Only land unit with any significant Air Attack (but even then only marginally so).

Strengths:

  • Best Air Attack and Air Defense of any land unit.
  • Cheap.
  • Only 2 equipment and 1 doctrine upgrade per cycle, reducing cost (most units have 5-6 per cycle).

Weaknesses:

  • Slow.
  • Weak Hard Attack.
  • Very weak Soft Attack.

Motorized Anti Air (MotAA)

Motorised Anti-Aircraft guns provide protection against enemy aircraft and can be used against enemy armor but not to a full extent.

Best Air Attack and Air Defense of any land unit.

Strengths:

  • Best Air Attack and Air Defense of any land unit.
  • Cheap.
  • A KPH of 8, making it ideal for motorised divisions.

Weaknesses:

  • Weak Hard Attack.
  • Very weak Soft Attack.

Support

Engineer (Eng)

Equipped with construction and demolition equipment, engineers build bridges, clear paths through trees, and breach fortifications, clearing the way for other units.

Strengths:

  • Fast and soft unit, which is rare.
  • Gives bonuses against forts, including Marines attacking a coastal fort.
  • Allows for faster digging in, also useful for Marines.
  • Reduces terrain penalties. Tanks attacking across a river seriously benefit from Eng brigades.
  • Only 3 upgrades per cycle, reducing cost (most units have 5-6 per cycle).

Weaknesses:

  • Virtually no combat ability.
  • Speed does not upgrade.
  • Bonuses are heavily diluted among the brigades in a division (the terrain modifier is the average of all brigades).

Armored Car (AC)

An M-8 "Greyhound" armored scout car of the US Army passes under the Arc de Triomphe after the liberation of Paris in August 1944. Source: Wikipedia.

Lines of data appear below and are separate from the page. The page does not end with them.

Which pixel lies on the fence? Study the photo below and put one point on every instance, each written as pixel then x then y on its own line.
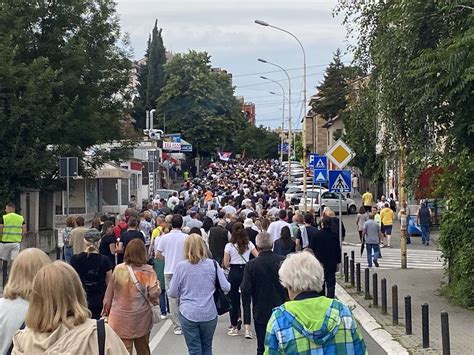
pixel 354 275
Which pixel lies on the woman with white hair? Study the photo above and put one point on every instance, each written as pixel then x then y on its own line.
pixel 310 322
pixel 58 321
pixel 94 270
pixel 17 293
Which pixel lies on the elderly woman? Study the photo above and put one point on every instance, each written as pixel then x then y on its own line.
pixel 129 312
pixel 17 293
pixel 194 283
pixel 94 269
pixel 310 322
pixel 58 321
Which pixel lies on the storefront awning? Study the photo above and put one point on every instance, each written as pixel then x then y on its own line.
pixel 111 171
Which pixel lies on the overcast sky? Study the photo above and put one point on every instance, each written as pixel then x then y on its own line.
pixel 226 30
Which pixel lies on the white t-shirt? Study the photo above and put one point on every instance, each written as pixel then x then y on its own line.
pixel 233 251
pixel 12 316
pixel 171 246
pixel 274 229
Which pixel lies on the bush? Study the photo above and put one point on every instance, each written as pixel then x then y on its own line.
pixel 456 185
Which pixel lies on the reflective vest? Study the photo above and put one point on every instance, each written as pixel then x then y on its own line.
pixel 12 228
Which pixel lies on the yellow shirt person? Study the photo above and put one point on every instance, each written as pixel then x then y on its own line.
pixel 367 199
pixel 386 216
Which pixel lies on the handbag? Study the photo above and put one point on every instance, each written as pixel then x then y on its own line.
pixel 221 300
pixel 155 309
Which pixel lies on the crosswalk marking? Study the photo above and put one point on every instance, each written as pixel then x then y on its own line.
pixel 416 259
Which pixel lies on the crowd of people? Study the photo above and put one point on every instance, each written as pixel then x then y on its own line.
pixel 230 227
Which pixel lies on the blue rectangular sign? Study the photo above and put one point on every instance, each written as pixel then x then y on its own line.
pixel 320 176
pixel 339 181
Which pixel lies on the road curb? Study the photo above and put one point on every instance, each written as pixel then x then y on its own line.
pixel 380 335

Light wheeled vehicles with enough armor to stop small-caliber rounds.

Strengths:

  • Fast and fairly cheap.
  • Easy and quick research from nothing to 1938 standards. Shares research with Light Armor, own techs have 3 years "step" (1938->1941->1944).
  • Decent Soft Attack.
  • Can increase softness of other fast units if you're looking for Combined Arms. Perfect companion for Armored divisions.
  • Support, doesn't occupy frontage allowing it to continue fighting even if tanks take up all the space up front.
  • In the absence of enemy resistance, single brigades provide quick exploitation.

Weaknesses:

  • Speed doesn't upgrade as fast as other fast units.
  • Hardly any Hard Attack.

None

Militia (Mil)

Raised quickly from any bodies available and sent to the front with minimal training, militia are used when one cannot afford the time and expense of producing regular infantry, or simply wants to have as many boots on the ground as possible as quickly as possible.

An interesting alternative to Infantry as a main line unit, especially in early years.

Strengths:

  • Extremely cheap.
  • Extremely low officer requirement.
  • Low supply and fuel consumption, at least in early years.
  • Lower frontage allowing to bring more Militia units to fight at once along with their support brigades.

Weaknesses:

  • Weak individually.
  • Very slow.
  • Poor Organization.
  • Very poor Morale.
  • Upgrades poorly.
  • Separate technology tree from Infantry

Police (Pol)

Strengths:

  • Low cost
  • Support brigade for Garrisons
  • In occupied territory (before annexation) reduces revolt risk

Weaknesses:

  • Close to 0 combat value
  • Doesn't work in annexed territory.

Other Units

Partisan (Par)

Soviet partisans in Belarus, 1943. Source: Wikipedia.

Strengths:

  • You get them for free.
  • Doesn't use fuel and supplies.

Weaknesses:

  • Chronic lack of combat skills.
  • You can't build them.

Headquarters (HQ)

You've got to have HQs. They start out very slow, but you can improve their speed with the Mobile Warfare tech. They have very little offensive capability, though with upgrades they are fairly durable.

Strengths:

  • A command structure gives bonuses to units.
  • Does not need to be constructed directly.
  • With speed upgrades, can be used as a mid-speed soft unit.

Weaknesses:

  • Very little Soft and Hard Attack.
  • Large number of upgrades (8 per cycle), increasing supply and fuel consumption.